“Este sueño ya lo he vivido”. Todos lo hemos vivido en realidad. Como un dèja vù macabro que regresa a nuestra consciencia desde las profundidades de la historia y el sentir latente de la humanidad, asistimos a la amenaza del fin, al temor de una realidad frágil y tenue que se escapa ante nuestra soberbia, al igual que el mítico director de cine japonés Akira Kurosawa plasmó en sus Sueños con una clarividencia ahora desvelada. Más allá de fantasías oníricas sin coherencia o carentes de verdad, Kurosawa expresa sus miedos más hondos en un lenguaje críptico pero a su vez implacable con los que pretende configurar el recorrido vital del ser humano en pasajes teñidos de una desconfianza evidente hacia su propia irresponsabilidad pero rematado con una esperanzadora y pertinente vuelta a los orígenes.

 

La catástrofe nuclear retransmitida y paulatinamente desencadenada en la central japonesa de Fukushima que estamos presenciando a través de imágenes y artículos que fluyen sin cesar a escala internacional ante el desasosiego de autoridades y ciudadanos conscientes de su gravedad, nos remite directamente a ese sueño apocalíptico de Kurosawa en el que el Monte Fuji tiznaba el cielo de rojo e impelía a los asustados habitantes a precipitarse hacia el acantilado de su propia destrucción. Tras el desastre, sólo quedaba el infierno, el martirio eterno de una raza que había jugado con su poder, que había claudicado en su defensa de la razón a favor de una ambición irrefrenable y lucrativa a corto plazo pero de unas consecuencias previstas e ignoradas al mismo tiempo.

Todo ello, al fin y al cabo, estaba arraigado en el imaginario colectivo de una sociedad que había padecido las bombas nucleares de Nagasaki e Hiroshima y sus terribles repercusiones en la salud de los supervivientes. Era un sueño vívido, enraizado en el miedo visceral de todo un pueblo.
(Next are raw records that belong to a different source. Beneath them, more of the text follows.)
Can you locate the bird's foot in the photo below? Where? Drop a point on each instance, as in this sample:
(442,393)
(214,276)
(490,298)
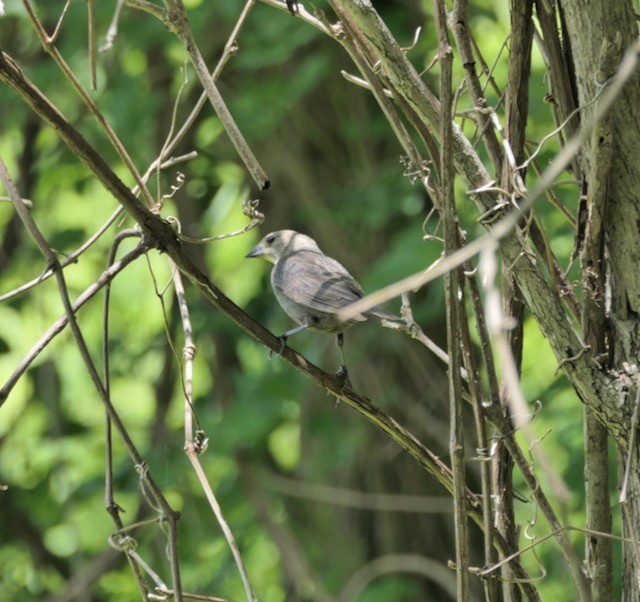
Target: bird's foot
(283,344)
(343,378)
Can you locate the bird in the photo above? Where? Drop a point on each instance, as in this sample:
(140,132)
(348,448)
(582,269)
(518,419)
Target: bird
(312,287)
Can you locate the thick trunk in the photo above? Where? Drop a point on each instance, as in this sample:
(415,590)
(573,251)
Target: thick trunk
(599,32)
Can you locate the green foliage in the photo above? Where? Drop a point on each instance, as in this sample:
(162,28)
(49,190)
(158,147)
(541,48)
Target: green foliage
(336,174)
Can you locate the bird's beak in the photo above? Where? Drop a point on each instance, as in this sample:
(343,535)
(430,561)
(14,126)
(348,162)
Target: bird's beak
(256,251)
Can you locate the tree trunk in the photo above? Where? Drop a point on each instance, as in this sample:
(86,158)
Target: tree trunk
(598,33)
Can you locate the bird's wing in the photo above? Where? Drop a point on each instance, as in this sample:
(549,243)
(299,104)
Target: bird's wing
(315,281)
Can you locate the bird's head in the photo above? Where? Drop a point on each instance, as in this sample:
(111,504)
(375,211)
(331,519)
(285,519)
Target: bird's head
(276,244)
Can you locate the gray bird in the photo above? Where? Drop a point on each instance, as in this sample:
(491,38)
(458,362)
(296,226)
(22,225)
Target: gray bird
(310,286)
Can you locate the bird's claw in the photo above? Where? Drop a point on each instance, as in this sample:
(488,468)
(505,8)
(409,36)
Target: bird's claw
(283,344)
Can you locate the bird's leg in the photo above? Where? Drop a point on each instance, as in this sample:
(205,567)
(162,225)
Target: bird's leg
(342,375)
(283,339)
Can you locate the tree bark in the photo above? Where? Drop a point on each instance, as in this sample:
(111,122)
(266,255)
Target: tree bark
(599,32)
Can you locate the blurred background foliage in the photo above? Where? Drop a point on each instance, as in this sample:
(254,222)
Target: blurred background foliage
(286,463)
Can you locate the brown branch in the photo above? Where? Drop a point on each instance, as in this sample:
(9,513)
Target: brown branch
(160,234)
(454,296)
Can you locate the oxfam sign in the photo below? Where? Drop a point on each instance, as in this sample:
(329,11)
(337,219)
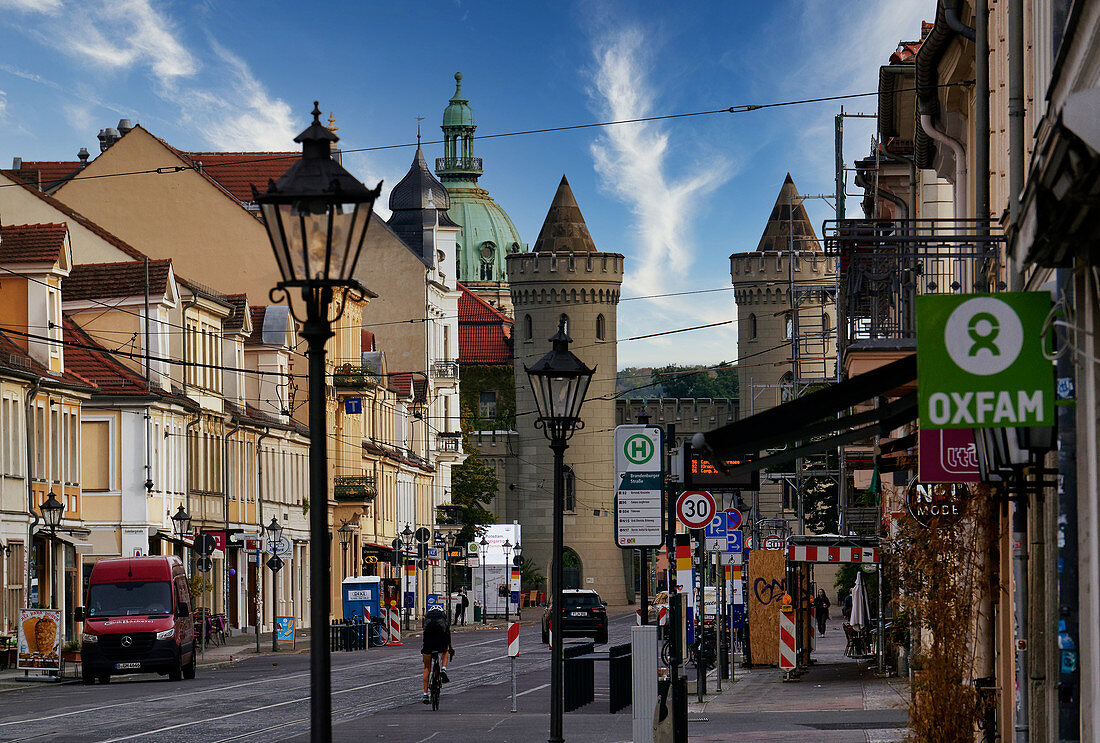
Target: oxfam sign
(981,360)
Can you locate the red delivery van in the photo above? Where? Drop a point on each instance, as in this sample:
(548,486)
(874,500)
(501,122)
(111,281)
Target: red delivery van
(138,619)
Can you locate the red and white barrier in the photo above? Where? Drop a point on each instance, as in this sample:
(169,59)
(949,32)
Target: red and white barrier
(787,653)
(804,554)
(395,627)
(514,640)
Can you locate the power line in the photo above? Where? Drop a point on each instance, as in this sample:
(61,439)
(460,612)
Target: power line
(741,108)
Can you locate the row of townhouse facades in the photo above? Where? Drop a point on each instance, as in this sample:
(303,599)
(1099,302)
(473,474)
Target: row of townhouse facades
(983,170)
(144,370)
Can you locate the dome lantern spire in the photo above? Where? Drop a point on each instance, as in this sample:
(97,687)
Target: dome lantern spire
(458,162)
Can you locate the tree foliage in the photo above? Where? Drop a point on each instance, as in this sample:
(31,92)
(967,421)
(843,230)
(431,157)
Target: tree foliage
(473,488)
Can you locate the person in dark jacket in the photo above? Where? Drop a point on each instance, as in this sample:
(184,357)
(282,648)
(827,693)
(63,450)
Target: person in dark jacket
(821,610)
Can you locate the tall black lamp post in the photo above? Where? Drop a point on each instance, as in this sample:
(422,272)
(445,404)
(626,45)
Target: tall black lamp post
(507,581)
(345,533)
(182,525)
(559,381)
(275,536)
(316,216)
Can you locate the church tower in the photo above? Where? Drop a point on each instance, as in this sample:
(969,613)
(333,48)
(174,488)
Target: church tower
(487,236)
(565,276)
(785,298)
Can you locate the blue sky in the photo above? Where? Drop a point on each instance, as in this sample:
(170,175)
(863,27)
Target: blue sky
(677,197)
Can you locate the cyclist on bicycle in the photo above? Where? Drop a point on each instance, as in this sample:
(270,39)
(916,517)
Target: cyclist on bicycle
(437,638)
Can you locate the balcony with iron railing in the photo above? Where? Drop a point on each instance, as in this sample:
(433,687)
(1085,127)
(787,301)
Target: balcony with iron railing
(444,370)
(348,377)
(461,164)
(354,489)
(886,264)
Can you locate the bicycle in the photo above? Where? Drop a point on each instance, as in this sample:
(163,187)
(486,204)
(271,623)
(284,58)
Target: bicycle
(435,681)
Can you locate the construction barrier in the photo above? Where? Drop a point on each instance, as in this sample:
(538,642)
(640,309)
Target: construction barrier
(787,652)
(395,627)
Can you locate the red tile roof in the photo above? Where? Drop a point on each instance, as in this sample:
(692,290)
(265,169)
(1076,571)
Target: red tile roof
(44,173)
(484,331)
(91,362)
(237,172)
(32,243)
(84,221)
(402,383)
(100,281)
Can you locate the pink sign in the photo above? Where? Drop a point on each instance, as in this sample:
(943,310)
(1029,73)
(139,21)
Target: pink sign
(947,456)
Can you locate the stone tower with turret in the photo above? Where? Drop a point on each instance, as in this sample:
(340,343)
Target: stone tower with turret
(785,298)
(567,276)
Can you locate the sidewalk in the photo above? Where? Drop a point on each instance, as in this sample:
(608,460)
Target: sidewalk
(838,699)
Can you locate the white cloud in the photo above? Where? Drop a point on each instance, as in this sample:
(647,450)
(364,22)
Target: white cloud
(129,33)
(234,111)
(634,162)
(47,7)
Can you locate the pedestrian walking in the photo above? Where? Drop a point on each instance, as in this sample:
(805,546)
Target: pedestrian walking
(821,610)
(460,607)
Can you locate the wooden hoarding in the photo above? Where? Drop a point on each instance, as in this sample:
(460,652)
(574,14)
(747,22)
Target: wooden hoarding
(766,583)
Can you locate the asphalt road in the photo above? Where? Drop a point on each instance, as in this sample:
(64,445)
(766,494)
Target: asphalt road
(375,697)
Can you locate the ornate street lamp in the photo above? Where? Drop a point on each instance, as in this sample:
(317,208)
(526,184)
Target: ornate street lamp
(559,381)
(274,535)
(182,523)
(317,215)
(345,533)
(52,511)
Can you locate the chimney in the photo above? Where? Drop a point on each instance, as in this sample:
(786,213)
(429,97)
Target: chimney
(107,138)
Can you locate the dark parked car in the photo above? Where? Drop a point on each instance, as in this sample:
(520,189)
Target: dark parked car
(583,614)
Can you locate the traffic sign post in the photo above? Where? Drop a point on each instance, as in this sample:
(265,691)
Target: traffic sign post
(695,509)
(638,500)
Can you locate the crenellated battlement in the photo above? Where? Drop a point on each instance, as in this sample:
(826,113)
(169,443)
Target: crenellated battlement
(776,265)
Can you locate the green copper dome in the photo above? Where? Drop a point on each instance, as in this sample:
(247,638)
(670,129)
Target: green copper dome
(487,235)
(458,113)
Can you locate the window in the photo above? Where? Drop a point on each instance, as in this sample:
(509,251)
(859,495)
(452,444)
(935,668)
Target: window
(488,405)
(96,470)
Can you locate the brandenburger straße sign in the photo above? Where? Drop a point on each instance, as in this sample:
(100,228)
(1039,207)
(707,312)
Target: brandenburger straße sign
(981,360)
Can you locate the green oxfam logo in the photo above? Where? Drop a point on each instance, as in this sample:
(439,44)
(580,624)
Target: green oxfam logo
(638,449)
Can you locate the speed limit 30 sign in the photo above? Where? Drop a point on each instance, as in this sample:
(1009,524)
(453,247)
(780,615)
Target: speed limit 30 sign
(695,509)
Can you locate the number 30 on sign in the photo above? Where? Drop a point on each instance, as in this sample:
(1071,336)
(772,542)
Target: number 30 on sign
(695,509)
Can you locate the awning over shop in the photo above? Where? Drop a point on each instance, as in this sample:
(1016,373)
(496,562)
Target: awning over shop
(813,415)
(79,542)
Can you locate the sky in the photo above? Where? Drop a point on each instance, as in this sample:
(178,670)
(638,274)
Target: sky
(675,196)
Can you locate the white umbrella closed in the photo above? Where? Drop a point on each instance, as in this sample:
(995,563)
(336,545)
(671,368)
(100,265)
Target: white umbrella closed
(859,610)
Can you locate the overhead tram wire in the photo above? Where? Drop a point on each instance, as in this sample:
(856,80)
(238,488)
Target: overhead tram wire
(741,108)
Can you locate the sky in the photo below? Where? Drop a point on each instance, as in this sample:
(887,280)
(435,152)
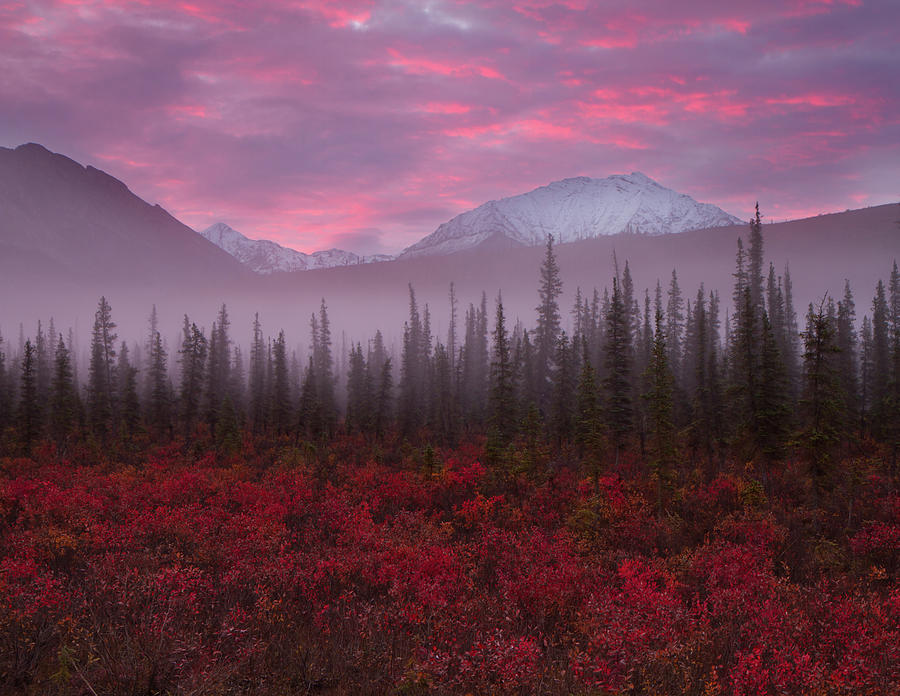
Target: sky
(365,124)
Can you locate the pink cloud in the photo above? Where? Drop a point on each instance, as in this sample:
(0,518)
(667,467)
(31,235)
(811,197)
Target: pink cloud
(315,121)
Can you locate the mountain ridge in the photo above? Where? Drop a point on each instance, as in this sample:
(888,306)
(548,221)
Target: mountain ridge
(573,209)
(264,256)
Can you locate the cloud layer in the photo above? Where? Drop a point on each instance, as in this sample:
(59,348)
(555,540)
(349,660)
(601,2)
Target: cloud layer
(366,123)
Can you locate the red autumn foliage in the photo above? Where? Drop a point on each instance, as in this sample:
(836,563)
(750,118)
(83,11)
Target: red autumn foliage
(283,572)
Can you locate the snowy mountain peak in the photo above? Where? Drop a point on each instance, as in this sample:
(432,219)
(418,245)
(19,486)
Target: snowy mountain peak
(574,209)
(264,256)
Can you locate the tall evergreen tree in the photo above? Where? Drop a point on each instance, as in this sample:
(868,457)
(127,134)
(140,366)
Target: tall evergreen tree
(618,370)
(846,339)
(159,406)
(659,397)
(128,403)
(866,372)
(502,405)
(548,327)
(193,366)
(822,402)
(29,407)
(6,406)
(588,414)
(565,376)
(755,263)
(674,324)
(773,412)
(101,382)
(258,395)
(280,406)
(63,404)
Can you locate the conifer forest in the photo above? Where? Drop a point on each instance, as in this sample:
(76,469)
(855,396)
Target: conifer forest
(655,491)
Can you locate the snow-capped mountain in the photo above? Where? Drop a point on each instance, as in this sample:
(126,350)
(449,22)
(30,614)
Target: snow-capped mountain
(574,209)
(264,256)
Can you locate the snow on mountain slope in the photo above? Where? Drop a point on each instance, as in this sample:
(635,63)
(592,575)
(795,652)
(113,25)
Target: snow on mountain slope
(264,256)
(574,209)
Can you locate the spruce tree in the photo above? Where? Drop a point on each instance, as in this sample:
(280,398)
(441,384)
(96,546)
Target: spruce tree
(562,406)
(193,365)
(822,402)
(618,370)
(501,402)
(674,325)
(6,406)
(101,382)
(280,406)
(588,414)
(773,412)
(866,372)
(29,407)
(660,404)
(546,333)
(128,403)
(63,405)
(258,396)
(847,358)
(755,263)
(159,406)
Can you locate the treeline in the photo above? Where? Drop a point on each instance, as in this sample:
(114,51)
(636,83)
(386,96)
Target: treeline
(658,372)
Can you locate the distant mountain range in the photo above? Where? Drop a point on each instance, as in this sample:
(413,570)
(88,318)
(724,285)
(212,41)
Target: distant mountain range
(570,210)
(264,256)
(61,220)
(70,233)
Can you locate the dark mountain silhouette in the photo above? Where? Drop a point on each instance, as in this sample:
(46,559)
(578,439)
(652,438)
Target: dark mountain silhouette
(70,233)
(77,223)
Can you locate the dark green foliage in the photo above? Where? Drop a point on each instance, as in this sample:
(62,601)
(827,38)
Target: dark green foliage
(258,365)
(822,401)
(588,415)
(502,398)
(280,407)
(359,393)
(324,363)
(773,413)
(129,408)
(193,364)
(64,397)
(660,406)
(755,263)
(616,383)
(159,407)
(101,382)
(29,407)
(546,333)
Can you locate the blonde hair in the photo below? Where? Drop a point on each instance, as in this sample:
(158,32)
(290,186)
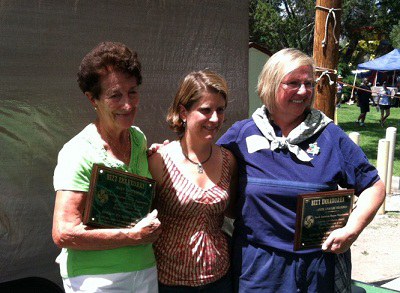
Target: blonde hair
(190,91)
(275,69)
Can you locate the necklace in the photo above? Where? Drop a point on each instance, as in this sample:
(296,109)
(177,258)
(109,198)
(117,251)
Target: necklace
(200,168)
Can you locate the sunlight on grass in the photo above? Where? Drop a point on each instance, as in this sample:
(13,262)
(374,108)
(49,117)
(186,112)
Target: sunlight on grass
(372,132)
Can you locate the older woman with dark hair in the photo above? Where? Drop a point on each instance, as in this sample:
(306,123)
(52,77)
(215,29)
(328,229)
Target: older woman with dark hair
(94,259)
(288,148)
(196,180)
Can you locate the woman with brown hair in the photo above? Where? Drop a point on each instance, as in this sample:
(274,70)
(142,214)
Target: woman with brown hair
(196,179)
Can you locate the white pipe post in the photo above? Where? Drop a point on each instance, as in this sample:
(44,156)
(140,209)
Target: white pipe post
(391,137)
(381,162)
(355,137)
(354,84)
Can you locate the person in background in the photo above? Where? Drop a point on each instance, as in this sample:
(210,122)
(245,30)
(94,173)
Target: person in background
(384,101)
(196,184)
(339,91)
(364,95)
(95,259)
(285,149)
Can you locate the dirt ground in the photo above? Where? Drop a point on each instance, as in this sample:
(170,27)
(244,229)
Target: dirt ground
(376,252)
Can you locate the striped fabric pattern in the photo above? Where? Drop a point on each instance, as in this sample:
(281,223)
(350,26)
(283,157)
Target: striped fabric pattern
(192,249)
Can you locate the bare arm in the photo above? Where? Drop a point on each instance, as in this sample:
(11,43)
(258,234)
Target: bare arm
(70,232)
(231,208)
(368,204)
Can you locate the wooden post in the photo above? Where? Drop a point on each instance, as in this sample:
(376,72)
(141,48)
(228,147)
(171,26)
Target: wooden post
(326,56)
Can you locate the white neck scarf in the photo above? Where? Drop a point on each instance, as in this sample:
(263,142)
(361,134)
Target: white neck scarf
(314,123)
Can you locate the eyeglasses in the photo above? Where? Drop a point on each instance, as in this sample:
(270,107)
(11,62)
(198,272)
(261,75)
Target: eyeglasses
(294,85)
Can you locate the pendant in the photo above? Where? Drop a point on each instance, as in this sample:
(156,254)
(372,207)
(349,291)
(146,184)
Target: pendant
(200,169)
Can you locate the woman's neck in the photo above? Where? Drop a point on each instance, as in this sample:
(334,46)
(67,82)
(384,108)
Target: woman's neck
(286,123)
(109,134)
(195,149)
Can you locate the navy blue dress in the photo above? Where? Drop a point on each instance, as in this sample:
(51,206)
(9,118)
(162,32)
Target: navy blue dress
(269,182)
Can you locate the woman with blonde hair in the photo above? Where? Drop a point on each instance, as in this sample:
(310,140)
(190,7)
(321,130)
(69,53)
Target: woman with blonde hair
(285,149)
(195,179)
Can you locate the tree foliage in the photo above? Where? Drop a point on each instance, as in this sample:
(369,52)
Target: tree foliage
(369,28)
(395,35)
(282,24)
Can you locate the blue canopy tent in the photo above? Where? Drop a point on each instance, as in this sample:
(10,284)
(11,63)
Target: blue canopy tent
(388,62)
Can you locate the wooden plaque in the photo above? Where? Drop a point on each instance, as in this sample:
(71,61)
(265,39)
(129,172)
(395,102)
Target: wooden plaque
(318,214)
(117,199)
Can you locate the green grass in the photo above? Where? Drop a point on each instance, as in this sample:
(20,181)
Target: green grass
(372,132)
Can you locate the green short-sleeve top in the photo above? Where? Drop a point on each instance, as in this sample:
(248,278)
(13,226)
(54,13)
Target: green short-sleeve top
(73,172)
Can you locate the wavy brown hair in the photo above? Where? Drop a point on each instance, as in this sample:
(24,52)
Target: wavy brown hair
(190,91)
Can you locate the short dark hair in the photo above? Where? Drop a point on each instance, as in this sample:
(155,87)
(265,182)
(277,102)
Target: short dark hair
(106,57)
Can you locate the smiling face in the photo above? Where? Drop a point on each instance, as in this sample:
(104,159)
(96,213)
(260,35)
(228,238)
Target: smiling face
(117,104)
(292,101)
(205,118)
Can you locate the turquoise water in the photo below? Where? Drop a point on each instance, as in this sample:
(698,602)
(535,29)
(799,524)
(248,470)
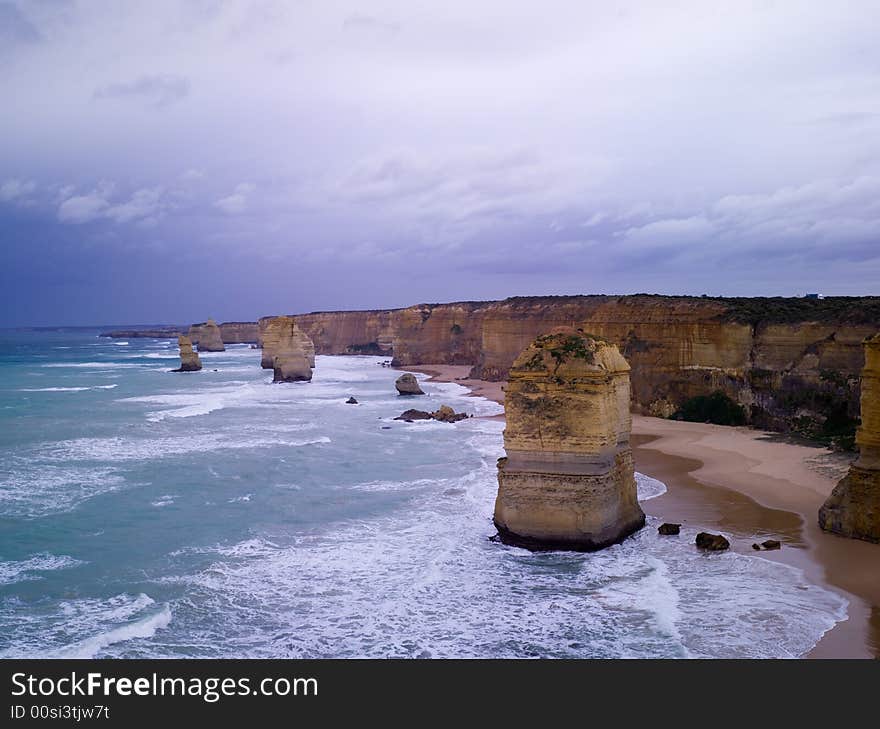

Ahora, aunque por condicionantes diferentes, el caos de vuelve a cernir sobre Japón y ese sueño vuelve a manifestarse con demasiada intensidad, se reedita en unos planteamientos muy similares a los exhibidos y advertidos por Kurosawa, como una profecía que nadie hubiese deseado verla cumplida: el temor a  la ruina, a la devastación, suscita la ruptura de toda una farsa construida en torno a los manidos ideales del progreso y la supuesta omnipotencia del ser humano.

En este punto, nos encontramos en la dicotomía del ser o no ser, cuestión aparentemente sencilla de resolver pero enormemente controvertida a la hora de actuar. ¿Debemos continuar este camino de desenfreno, de irresponsabilidad, de felicidad incierta y aparente y nos menos falsa por su aceptación, o quizás, tal y como nos sugiere Kurosawa, volver adonde ya estuvimos, al seno de donde jamás deberíamos haber salido? Un hecho incontestable es que este ciclo ha sido agotado, hemos topado con los límites de nuestro propio poder, ya no controlamos nuestros actos, y su arbitrariedad amenaza con destruir todo.

Por el momento, la clase política internacional ha mutado en su percepción de la energía nuclear y la sociedad se ha esforzado en propiciarlo; el partido político ecologista de Alemania ha logrado su primera victoria importante en las elecciones regionales del domingo, algo que se une al auge de las protestas de diferentes colectivos contra las centrales nucleares en toda Europa, incluidas las de España, donde numerosas manifestaciones han exigido el debate político en torno al cierre de Garoña y otras plantas. La ciudadanía tiene la palabra para negarse a ser conducida hacia el fin de nuestros días; es nuestra responsabilidad, nuestro deber ante las generaciones presentes y  futuras. Dejemos que todo sea un sueño lejano, dejemos que el miedo se vaya desvirtuando con el tiempo, que sea un recuerdo jamás reeditado.